As a typical protocols’ usage example, a research team has available database of 10 female subjects aged between 20-22. They would like to compile a database to test the head rotation tracking accuracy of a CV algorithm using a HD camera. Therefore, they define as subject characteristics the female gender and age range. Then, they choose a HD camera as acquisition hardware and afterward need to pick the Facial parameter: head rotation as Performance parameter. Finally, they need to follow our validated FdMiee protocol.
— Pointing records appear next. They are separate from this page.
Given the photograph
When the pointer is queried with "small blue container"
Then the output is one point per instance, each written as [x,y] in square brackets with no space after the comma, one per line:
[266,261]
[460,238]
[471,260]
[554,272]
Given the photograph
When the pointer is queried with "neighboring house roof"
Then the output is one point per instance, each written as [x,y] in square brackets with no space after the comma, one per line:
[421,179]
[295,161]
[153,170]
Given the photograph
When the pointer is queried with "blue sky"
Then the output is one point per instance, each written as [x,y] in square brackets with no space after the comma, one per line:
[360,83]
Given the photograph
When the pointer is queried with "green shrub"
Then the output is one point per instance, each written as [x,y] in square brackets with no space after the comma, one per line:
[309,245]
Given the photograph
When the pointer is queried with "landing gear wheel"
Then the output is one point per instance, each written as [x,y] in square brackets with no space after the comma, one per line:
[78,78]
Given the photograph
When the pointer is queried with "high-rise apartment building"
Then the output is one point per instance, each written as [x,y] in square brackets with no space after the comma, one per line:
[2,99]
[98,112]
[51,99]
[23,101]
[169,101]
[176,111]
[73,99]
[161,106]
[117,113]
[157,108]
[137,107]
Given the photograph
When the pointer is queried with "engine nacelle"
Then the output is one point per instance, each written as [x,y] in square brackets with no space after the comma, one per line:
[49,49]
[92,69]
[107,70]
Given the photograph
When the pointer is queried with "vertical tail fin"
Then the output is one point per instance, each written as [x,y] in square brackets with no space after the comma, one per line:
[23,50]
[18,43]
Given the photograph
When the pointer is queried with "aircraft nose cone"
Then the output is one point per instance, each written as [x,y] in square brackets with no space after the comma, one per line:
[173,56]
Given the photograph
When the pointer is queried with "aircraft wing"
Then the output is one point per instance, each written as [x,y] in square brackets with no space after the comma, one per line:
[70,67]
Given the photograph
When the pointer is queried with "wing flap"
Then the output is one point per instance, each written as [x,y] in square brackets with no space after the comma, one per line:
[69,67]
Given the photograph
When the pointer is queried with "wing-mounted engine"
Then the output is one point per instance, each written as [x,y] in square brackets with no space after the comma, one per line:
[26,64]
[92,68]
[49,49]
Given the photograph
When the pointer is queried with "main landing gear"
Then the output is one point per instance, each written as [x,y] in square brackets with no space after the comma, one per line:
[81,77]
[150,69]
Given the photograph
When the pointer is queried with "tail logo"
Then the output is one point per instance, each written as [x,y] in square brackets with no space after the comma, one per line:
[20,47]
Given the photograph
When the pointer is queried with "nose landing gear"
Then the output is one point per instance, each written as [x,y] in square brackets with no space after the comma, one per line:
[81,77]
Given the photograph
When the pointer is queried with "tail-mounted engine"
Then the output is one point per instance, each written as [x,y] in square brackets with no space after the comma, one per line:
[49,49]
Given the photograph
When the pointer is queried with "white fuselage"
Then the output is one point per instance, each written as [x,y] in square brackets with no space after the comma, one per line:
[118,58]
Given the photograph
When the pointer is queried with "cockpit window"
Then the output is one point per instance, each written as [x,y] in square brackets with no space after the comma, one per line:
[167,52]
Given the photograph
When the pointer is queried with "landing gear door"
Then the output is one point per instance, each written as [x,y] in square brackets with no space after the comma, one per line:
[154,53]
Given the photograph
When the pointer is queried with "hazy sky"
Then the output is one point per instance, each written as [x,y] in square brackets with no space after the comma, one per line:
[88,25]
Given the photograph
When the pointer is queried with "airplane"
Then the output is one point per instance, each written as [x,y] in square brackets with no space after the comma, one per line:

In summary, to follow the protocols, we first choose the parameters to simulate as fixed Performance variables. This allow us to define the acquisition guidelines. Secondly, we determine the hardware variable and generate an acquisition setup. It is important to note that this variable is flexible, and thus changing this variable will not impact the guidelines. The same is verified using different subject characteristics.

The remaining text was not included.